As part of the European Social Innovation Campus (ESIC) pilot activities, Tallinn University launched the online training “Social Innovation and its Measurement”, designed for university lecturers, trainers, curriculum developers, PhD students, and researchers who want to integrate social innovation content, tools, and methods into their teaching and research practice.
The training supports participants in turning social innovation and its measurement into a teachable, researchable, and assessable learning experience. It introduces key concepts of social innovation, social entrepreneurship, and the social economy, while also focusing on systems thinking, ethical reflection, stakeholder engagement, Theory of Change, impact measurement, and strategies for systemic change.
The programme is delivered by TLU prof.

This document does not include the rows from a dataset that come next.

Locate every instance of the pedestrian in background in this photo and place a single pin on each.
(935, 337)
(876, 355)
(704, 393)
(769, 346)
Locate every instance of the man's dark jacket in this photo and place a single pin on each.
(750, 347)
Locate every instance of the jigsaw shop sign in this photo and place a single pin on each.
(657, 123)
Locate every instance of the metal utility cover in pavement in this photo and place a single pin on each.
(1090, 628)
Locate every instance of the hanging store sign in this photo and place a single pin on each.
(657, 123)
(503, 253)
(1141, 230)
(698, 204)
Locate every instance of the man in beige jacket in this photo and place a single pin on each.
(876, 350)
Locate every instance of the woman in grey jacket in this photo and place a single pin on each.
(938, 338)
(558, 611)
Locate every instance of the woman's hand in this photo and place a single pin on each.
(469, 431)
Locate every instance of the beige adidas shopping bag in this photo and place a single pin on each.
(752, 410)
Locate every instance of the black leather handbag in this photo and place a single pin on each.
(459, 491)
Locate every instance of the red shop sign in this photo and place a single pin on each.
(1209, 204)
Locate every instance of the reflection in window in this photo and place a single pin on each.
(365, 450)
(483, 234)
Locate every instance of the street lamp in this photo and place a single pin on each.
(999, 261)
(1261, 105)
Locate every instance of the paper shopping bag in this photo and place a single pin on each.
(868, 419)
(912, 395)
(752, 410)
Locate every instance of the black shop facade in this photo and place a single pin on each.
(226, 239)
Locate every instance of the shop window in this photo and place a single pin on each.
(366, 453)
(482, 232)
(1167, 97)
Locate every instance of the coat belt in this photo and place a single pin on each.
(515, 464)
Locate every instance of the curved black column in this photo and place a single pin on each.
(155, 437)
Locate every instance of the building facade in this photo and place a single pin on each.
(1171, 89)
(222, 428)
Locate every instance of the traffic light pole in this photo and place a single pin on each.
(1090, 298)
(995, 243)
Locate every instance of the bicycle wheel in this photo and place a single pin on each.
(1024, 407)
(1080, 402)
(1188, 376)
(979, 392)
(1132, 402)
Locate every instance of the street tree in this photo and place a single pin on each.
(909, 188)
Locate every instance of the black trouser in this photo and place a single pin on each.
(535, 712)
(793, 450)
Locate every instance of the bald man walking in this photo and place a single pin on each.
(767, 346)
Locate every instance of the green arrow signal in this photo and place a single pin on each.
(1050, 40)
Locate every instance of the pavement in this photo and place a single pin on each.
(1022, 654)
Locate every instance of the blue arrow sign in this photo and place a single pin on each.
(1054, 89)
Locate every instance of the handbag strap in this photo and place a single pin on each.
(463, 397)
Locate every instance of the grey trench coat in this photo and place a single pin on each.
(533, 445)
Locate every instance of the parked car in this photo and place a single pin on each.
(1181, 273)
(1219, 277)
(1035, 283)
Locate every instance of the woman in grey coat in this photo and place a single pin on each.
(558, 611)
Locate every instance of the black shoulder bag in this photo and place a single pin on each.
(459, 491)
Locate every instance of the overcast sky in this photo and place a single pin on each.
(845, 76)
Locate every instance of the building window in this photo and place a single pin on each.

Katri-Liis Lepik and dr. Audrone Urmanaviciene. Katri-Liis Lepik leads the global Master’s programme in Social Entrepreneurship and has extensive experience in teaching social innovation through international projects and micro-degree programmes. Audrone Urmanaviciene is a Lecturer in Social Entrepreneurship at Tallinn University, with research expertise in social enterprise, social impact, and social impact assessment.
During the training, participants explore how social innovation can be meaningfully integrated into their own courses, research activities and academic projects. Through expert input, challenge-based work, ready-to-use templates, peer feedback, and guided reflection, they learn how to map social challenges, identify key stakeholders, reflect on ethical issues, develop a basic Theory of Change, and design realistic impact indicators.
A key element of the pilot is the final Social Innovation Teaching or Research Implementation Plan. Participants are asked to design a short concept note or presentation showing how they would apply social innovation in one of their own courses, research projects, academic activities, or institutional settings. The plan includes a real social challenge, ethical considerations, a Theory of Change, an impact measurement approach, and a strategy for broader or systemic change.
The training takes place online via Howspace platform, with the main training session held on 11th of May 2026 and a follow-up debrief session on 25th of May 2026. During the debrief, participants present their implementation plans and receive feedback from peers and trainers.
By piloting selected ESIC learning activities and methodological approaches, the training contributes to the broader European effort to strengthen social innovation education and research capacity in higher education and professional learning contexts. Insights gathered from the pilot will support the further refinement of ESIC training materials and their future use across institutions, disciplines, and countries.